Building an efficient platform
A given inference platform should consider all the factors. That is why building an efficient high-performance platform is hard.
- Applications
- Model types
- Frameworks
- AI platforms
- Computing processors
- Deployment environments
Applications
Applications have different requirements, which require different optimizations based on users’ needs.
- Some want to continuously process streaming data from sensors such as cameras or microphones.
- Some want optimized throughput at the lowest cost, such as processing satellite images to create high-fidelity maps.

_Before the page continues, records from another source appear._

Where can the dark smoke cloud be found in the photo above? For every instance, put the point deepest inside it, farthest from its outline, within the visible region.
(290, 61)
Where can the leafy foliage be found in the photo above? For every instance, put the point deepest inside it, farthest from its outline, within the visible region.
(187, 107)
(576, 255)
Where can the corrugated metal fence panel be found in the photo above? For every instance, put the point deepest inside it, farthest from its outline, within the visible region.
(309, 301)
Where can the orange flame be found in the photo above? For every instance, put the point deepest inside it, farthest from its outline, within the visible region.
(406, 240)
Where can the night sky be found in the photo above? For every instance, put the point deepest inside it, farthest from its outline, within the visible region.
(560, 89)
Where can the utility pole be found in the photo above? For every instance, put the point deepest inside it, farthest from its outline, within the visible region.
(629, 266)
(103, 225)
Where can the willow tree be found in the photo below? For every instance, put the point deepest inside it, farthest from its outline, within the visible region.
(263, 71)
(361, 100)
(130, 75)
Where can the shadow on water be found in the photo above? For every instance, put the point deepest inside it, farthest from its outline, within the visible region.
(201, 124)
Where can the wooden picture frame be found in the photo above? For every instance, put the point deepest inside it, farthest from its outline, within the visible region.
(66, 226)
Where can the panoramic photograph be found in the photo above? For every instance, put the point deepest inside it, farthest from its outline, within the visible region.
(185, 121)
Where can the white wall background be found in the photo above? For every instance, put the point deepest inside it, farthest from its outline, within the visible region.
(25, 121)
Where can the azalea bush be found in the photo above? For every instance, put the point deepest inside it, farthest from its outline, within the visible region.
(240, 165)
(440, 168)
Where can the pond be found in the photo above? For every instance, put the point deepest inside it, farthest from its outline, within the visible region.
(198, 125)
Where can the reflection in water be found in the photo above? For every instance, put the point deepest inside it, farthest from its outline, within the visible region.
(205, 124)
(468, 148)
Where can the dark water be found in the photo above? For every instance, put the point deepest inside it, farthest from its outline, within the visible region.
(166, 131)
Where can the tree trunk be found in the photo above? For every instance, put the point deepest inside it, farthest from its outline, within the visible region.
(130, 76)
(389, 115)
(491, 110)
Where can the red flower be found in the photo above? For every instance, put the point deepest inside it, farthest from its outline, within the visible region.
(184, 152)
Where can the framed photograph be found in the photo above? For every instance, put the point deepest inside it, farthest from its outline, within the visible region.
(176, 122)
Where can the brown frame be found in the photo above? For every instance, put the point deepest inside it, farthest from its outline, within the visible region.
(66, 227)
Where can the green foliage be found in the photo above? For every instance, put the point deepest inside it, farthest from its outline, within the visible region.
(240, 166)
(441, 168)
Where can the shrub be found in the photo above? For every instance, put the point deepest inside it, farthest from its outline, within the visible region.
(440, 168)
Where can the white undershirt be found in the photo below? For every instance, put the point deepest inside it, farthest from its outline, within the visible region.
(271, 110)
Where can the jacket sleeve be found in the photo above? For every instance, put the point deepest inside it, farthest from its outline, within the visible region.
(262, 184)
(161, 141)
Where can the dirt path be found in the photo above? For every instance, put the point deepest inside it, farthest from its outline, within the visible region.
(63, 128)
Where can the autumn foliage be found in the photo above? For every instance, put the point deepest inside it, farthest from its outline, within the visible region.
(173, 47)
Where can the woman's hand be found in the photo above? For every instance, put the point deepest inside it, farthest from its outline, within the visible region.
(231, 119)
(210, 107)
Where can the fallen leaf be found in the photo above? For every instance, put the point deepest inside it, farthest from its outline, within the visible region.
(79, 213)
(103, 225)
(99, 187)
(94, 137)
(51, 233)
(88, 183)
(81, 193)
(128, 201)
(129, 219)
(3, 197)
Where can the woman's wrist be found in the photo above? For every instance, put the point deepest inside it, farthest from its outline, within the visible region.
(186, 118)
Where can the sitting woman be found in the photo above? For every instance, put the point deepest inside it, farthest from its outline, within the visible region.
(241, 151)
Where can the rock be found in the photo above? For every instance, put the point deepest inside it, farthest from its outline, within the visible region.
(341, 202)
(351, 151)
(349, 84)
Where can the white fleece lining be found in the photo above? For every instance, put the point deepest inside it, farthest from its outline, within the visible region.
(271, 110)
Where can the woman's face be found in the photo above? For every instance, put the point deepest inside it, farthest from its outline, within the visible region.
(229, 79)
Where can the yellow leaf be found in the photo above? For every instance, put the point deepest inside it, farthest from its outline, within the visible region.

- Some require real-time responsiveness, such as conversational AI chatbots.
Model types
Different use cases leverage different model types, which generate different computational graphs that should be compiled for optimal performance. Here are some of the popular model types:
- Convolutional neural networks (CNNs)
- Recurrent neural networks (RNNs)
- Transformers
- Decision trees
- Random forests
- Graph neural networks (GNNs)
Frameworks
Models are trained in different frameworks and come in different formats:
- TensorFlow
- PyTorch
- TensorRT
- ONNX
- MXNet
- XGBoost
AI platforms
Applications run on top of many different AI platforms:
- Homegrown platforms such as Cloudera or Domino Data Labor
- Public cloud ML platforms such as Amazon SageMaker, Azure ML, or Google Vertex AI
Computing processors
Choosing a computing processor is the next step of the long journey. Different generations of GPUs and CPUs are available. Running models on bare metal or virtualized machines is another consideration.
Deployment environments
Inference deployment environments can vary depending on the application:
- Public cloud
- On-premises core (data center)
- Enterprise edge
- On embedded devices
NVIDIA Triton Inference Server
NVIDIA Triton Inference Server is an open-source inference-serving software for fast and scalable AI in applications. It can help satisfy many of the preceding considerations of an inference platform. Here is a summary of the features. For more information, see the Triton Inference Server readme on GitHub.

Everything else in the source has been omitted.